Page 7 of Triple Play

“Sure,” he says finally. “Another drink sounds good. I’m buying.”

Getting ready for work takes approximately an hour between my hair and makeup. Leaving takes about ten minutes. I tip out the DJ and bartenders and house mom and security guys, some of whom wink and whistle at me until I tell them to cut it out. I change back into the sneakers and sweatsuit I wore for my drive. With my makeup wiped off and my hair up in a ponytail, I’m no longer Melody but Shira, who’s tired and wants to go home.

I shove my stuff into my wheeled duffel and roll down the hallway to the club’s back entrance. Of course, the light by the parking lot door is busted again. Of course it’s a moonless night. Of course the flashlight on my phone only illuminates so much.

The employee area of the parking lot is a mess: it needed to be repaved about five winters ago. Potholes pit its asphalt surface. No way my rolling bag will make it across without twisting out of my hands.

I check the hallway—and get a glance of a dark figure, lurking like he doesn’t want to be seen. “Whoever’s there, get the fuck out,” I call.
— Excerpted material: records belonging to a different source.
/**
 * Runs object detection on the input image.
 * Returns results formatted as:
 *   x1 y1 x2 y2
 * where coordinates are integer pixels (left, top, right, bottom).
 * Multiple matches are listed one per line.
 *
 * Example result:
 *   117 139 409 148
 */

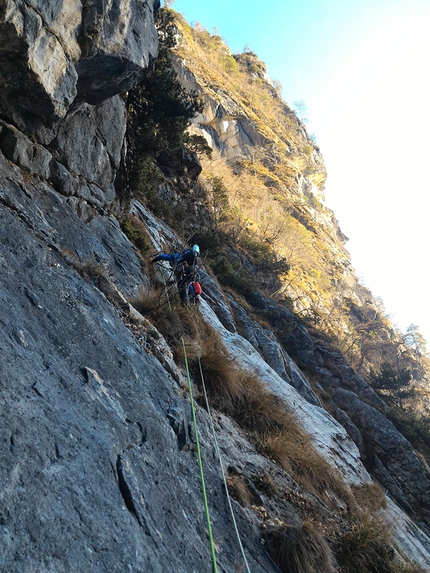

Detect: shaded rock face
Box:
0 0 159 212
0 0 159 124
333 388 430 528
0 164 273 573
0 0 430 573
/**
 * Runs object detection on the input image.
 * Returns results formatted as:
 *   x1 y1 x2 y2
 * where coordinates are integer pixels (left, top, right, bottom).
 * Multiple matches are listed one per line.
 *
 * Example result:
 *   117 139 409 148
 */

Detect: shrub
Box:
337 513 396 573
265 519 336 573
200 330 245 413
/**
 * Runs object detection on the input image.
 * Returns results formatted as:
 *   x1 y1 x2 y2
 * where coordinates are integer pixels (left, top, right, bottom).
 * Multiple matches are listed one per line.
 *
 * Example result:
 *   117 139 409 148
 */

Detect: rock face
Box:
0 0 159 127
0 0 430 573
0 0 159 212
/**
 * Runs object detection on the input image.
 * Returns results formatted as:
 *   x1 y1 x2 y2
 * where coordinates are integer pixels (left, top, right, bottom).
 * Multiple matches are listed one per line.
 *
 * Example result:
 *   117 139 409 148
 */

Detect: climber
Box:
151 245 202 304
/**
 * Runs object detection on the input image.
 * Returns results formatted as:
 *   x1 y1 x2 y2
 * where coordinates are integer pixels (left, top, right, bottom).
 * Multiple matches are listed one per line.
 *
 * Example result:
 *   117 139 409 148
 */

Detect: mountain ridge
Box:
0 0 430 573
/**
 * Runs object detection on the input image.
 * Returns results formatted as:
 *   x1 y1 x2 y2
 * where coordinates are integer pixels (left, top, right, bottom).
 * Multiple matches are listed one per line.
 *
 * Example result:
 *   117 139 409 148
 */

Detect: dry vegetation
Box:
166 7 430 388
130 278 423 573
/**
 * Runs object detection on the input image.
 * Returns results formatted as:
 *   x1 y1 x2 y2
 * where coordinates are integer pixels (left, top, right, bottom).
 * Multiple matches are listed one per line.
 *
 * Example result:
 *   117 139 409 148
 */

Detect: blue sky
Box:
172 0 430 347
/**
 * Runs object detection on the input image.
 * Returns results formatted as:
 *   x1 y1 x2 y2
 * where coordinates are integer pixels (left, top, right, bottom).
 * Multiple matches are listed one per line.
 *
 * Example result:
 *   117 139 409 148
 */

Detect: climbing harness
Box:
181 336 218 573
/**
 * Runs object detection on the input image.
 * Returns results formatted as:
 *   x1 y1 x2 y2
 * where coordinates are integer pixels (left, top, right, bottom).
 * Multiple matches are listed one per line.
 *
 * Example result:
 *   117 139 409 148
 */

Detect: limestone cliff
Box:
0 4 430 573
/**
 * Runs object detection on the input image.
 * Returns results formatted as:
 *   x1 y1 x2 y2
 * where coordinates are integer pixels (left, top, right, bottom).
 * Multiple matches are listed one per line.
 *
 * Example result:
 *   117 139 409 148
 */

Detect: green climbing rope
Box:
181 336 218 573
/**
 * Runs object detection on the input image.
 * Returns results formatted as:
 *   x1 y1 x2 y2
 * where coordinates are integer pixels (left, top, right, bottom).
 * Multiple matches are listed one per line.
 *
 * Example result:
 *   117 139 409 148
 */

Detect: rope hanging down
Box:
181 336 218 573
199 357 251 573
182 307 251 573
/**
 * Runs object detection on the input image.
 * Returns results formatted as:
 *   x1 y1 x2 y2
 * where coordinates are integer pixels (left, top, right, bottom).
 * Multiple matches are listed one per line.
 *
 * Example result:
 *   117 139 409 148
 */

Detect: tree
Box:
127 8 203 157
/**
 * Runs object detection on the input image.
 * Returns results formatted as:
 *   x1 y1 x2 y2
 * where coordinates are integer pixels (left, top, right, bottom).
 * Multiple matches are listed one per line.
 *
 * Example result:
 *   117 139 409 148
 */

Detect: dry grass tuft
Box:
337 513 400 573
234 373 289 438
265 519 336 573
200 331 245 413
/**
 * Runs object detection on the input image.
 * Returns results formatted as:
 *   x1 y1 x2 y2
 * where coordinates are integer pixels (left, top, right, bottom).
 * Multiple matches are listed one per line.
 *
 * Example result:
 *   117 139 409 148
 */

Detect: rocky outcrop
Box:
0 0 159 124
333 388 430 531
0 0 159 213
0 0 430 573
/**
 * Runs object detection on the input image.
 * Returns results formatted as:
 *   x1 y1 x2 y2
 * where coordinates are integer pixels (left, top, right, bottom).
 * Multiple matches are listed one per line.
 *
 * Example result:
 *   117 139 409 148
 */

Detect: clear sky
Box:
172 0 430 349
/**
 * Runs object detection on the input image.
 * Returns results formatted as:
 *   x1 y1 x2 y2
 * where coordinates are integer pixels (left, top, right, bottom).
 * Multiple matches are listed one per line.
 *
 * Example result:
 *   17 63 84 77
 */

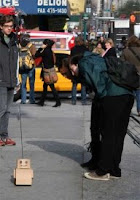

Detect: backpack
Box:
19 43 34 73
105 56 140 91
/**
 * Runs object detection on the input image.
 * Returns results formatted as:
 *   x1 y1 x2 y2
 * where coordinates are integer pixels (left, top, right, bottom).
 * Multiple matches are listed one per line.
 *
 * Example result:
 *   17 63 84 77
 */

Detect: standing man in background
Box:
71 36 88 105
0 15 18 146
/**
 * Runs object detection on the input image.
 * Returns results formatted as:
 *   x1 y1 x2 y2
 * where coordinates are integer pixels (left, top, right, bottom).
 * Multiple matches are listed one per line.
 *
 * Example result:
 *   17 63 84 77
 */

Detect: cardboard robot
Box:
14 159 33 185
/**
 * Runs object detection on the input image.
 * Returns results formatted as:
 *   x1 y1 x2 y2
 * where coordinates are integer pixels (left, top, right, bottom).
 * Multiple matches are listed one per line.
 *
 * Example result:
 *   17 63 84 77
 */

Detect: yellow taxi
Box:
27 50 81 92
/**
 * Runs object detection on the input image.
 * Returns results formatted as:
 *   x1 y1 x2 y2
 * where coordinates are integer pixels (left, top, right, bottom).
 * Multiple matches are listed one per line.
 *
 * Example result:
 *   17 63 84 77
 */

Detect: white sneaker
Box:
84 172 110 181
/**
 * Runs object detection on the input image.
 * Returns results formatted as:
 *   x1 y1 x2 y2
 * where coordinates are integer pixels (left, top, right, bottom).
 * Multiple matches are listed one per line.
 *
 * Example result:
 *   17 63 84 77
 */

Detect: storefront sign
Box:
0 0 68 15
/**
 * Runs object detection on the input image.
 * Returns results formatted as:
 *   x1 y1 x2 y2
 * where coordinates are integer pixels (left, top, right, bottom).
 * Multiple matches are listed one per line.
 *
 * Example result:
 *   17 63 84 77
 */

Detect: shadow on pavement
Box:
26 141 86 163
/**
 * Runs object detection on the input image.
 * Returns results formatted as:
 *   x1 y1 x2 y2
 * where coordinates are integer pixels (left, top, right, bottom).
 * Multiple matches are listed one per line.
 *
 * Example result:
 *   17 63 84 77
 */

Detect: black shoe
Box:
52 102 61 108
81 159 97 170
37 101 44 106
72 101 76 105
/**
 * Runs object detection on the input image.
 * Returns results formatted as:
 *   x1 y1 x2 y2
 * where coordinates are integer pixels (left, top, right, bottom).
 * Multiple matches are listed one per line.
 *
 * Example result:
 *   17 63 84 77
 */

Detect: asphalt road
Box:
0 99 140 200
No one answers. The shadow recedes. Typical. Guys who lurk around to harass dancers are almost universally cowards. I could yell for security to walk me to my car. Or see if John’s still around and ask for an escort across the lot. As if we just could get in my car and drive away from everything. As if things could be that simple.

No, I’ve been on my own for six years. I’ll be fine. So I shoulder my bag and start walking.

PART TWO

Boston

CHAPTER ONE

Felix

February

“Sir, I understand you’re inconvenienced,” the gate agent says to the man standing two people in front of me in line. “This delay is disruptive to many customers’ travel plans and we very much apologize for having to reschedule.”

The man—who was sitting three barstools down from me at the airport bar, putting away gin with an enthusiasm that I usually reserve for Gatorade—blusters an objection. “I have an important meeting,” he says, as if that will change the weather currently scrolling across the display monitors adorning the terminal. Snow. A late-winter line of it bearing down on the entire northeast.

The gate agent’s red-lipped smile goes a little more fixed. “Sir, I understand?—”

“Don’t understand,” he barks. “Fix it.”

I can’t just stand there any longer, not when the guy takes a sucking inhale like he’s really gonna let her have it. There’s a certain type of guy who enjoys being a jerk to service workers—and a subset of them who really like being jerks to women. This guy’s wearing a suit like we all need to know he’s important.

He’s also sputtering with rage as if that will change the fact that our flight to Florida has just been scrubbed.

No one else steps up to intervene. A few other passengers are staring at their phones like they’re afraid that Suit’s temper will turn toward them. More are muttering annoyedly about the weather and the possibility of booking another flight.

With any luck, I’ll get to the front of this line before all the seats are gone. My job isn’t more important than anyone else’s here, but I really do need to get to Florida.

“Now,” Suit snaps, for good measure, and the gate agent’s customer-service mask slips briefly as her eyes widen.

“Buddy,” I call to him, “we’re all trying to get somewhere. Stop giving her a hard time.”

The man swings around. His face is blotched red. His hands tighten by his sides like he’s ready to scrap in his polished black shoes. Until he sees me. I might be a little bigger than he is. He’s built like a gym bro, but I’m built like a first basemen-slash-designated hitter: six-four with twenty extra pounds of weight I spent the offseason packing on.

His fists curl like he might try to fight me anyway. Guys’ll try that too. I guess they figure the bigger they are, the harder they fall. That’s an expression better left to trees—I’ve felled trees and it’s harder work than you might think. At least the gate agent’s shoulders sag in relief…for all of five seconds. Then she casts a look around the seating area and goes ashen.

I don’t want to turn my back on Suit-with-MMA-Delusions, so I crane my neck to see what’s up. Great, people have their phones out like they’re anticipating a fight.

Another airline employee already has a beige courtesy phone cradled between her ear and neck. She’s whispering something I only catch pieces of. “Security…”

So this got out of hand quickly.

Suit studies me, then his eyebrows shoot up in recognition. “Aren’t you Felix Paquette?”

Well, that was probably inevitable in Boston. Say what you will about the city, they do love their baseball. “Yeah.”

“Wow, man, you look”—I wait for the inevitable bigger in person—“like shit.”